To earn the honor, Lance Cpl. Chris D. Tigar, successfully passed three screening processes, known as boards. His first board pit he and his co-workers in a work section competition. He competed with Marines through out the Information and Technology Division at the next board.

Tigar admitted he was nervous when he represented his division at the basewide board. He concentrated on exemplifying professionalism, bearing and tact - the characteristics that set Marines apart form their counterparts in the sister services to maintain focus and calm as he stood before the panel of judges.

Marines who competed for the title of Marine of the Quarter were judged on how they carried themselves - or their bearing. They also answered 15 questions pertaining to the Corps. Tigar felt pretty good about himself after answering 11 of those questions correctly, but he was still surprised when he told he won.

"I really didn't expect that much," said Tigar. "I just wanted to get up there and do my best and learn from the experience."

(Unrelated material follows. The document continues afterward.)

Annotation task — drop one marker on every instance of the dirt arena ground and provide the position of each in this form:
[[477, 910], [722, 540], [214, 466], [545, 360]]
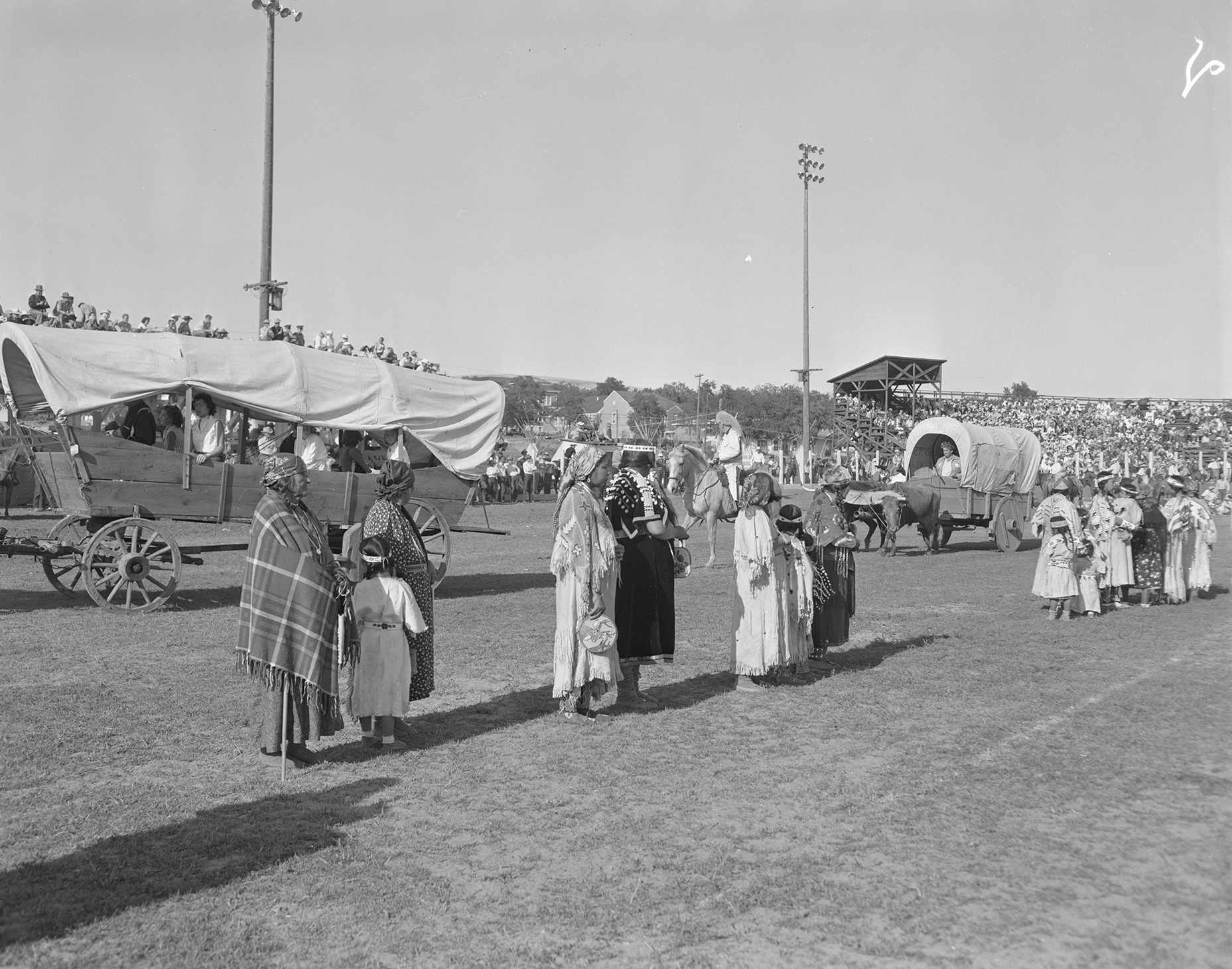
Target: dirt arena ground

During the board Tigar tried to fight his nerves, but they got the best of him. While answering a question and trying to look straight ahead, he accidentally called a master gunnery sergeant a gunnery sergeant and a sergeant major, a first sergeant. Despite his mistakes, he maintained his bearing and hoped it wouldn't cost him the board.

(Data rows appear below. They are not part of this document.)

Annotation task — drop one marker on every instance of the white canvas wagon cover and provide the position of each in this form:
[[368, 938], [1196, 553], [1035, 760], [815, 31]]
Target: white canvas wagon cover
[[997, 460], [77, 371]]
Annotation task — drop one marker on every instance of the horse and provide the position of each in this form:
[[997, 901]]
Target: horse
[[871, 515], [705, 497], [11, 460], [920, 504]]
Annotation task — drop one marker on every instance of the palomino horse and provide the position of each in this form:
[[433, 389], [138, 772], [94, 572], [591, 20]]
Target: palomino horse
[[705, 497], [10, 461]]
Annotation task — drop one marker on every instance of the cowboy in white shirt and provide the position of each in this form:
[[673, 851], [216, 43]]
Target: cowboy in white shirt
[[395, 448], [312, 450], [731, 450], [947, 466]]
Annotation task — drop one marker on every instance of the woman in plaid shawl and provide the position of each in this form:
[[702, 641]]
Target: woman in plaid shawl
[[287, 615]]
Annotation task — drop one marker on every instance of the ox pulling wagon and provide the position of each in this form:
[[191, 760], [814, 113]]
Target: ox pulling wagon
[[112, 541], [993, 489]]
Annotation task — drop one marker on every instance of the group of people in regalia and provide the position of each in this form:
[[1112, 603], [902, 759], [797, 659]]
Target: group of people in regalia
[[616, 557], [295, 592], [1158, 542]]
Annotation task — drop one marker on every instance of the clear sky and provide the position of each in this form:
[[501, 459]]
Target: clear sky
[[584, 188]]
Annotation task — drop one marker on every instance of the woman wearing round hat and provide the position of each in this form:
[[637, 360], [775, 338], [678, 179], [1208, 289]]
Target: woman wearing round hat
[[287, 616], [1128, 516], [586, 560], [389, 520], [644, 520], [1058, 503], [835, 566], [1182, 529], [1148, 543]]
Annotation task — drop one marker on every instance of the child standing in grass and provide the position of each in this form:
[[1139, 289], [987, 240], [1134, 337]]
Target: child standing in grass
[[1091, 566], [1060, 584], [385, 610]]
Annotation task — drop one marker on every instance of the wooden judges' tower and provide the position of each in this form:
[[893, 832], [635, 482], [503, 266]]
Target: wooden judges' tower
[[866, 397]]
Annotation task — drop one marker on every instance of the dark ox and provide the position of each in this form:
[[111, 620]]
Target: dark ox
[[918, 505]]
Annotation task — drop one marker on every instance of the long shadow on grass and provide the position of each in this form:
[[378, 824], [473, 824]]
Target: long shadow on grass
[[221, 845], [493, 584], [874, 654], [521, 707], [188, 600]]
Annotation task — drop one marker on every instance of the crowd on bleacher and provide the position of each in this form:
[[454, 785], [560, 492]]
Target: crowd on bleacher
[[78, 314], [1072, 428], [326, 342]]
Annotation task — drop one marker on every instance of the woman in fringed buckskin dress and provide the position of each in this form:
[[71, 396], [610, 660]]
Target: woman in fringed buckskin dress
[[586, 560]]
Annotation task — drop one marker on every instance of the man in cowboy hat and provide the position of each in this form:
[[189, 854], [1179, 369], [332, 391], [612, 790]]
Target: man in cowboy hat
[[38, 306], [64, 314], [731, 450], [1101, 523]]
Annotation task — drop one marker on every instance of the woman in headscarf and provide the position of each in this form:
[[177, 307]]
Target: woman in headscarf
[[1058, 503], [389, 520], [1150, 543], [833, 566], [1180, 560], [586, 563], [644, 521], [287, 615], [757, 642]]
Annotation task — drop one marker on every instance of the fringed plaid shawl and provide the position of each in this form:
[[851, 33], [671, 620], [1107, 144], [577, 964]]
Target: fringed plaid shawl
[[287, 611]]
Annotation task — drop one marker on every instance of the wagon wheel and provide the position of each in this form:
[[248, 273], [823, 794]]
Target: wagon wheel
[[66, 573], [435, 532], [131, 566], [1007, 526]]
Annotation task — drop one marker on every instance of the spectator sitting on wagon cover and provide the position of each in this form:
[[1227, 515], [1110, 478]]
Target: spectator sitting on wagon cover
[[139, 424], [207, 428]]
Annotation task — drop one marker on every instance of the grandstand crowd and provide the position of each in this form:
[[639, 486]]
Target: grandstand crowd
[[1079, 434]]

Now that Tigar is the Marine of the Quarter, he feels some pressure to live up to the title, but said he won't do anything different. He'll continue to strive toward excellence and become the best Marine he can.

"I'm just trying to be myself and do what I think is right as a Marine," said Tigar.

With two years of Marine life under his belt, the promotion to corporal is right around the corner. While Tigar awaits promotion, he said he learns how to become a leader from senior Marines. One leadership trait that he has already adopted is leading by example, which Tigar feels every leader must do to earn the respect of junior Marines.

Although Tigar is only a lance corporal, Sgt. Thomas Miller, noncommissioned officer-in-charge of the computer repair shop here, said Tigar is already leading Marines.

"As far as I'm concerned he sets the standard for lance corporals and below in this shop," said Miller.

After being in the shop for just a week, Tigar, eager to lead, asked for the responsibility of ensuring the junior Marines' proper appearance. Along with that task, Tigar now also makes sure the junior Marines are at all formations and are accounted for.

"I think he'll be an asset I look forward to having as an NCO," said Miller. "He's doing the job of an NCO now, I'd just like to see him with the rank."

Among many positive character traits Miller sees in Tigar are ambition and a willingness to take charge, he said. He never has to worry about Tigar completing a task, because he goes full steam at anything he is assigned. From the first moment he met Tigar, Miller knew by the spit-shinned boots, neatly pressed cammies and can-do attitude, that he was a motivated Marine.

Tigar constantly tries to learn more about his job and about leading Marines. Wherever he goes he makes a good impression.


"When somebody hears my name or is talking about me, I want it to be in a positive manner," said Tigar.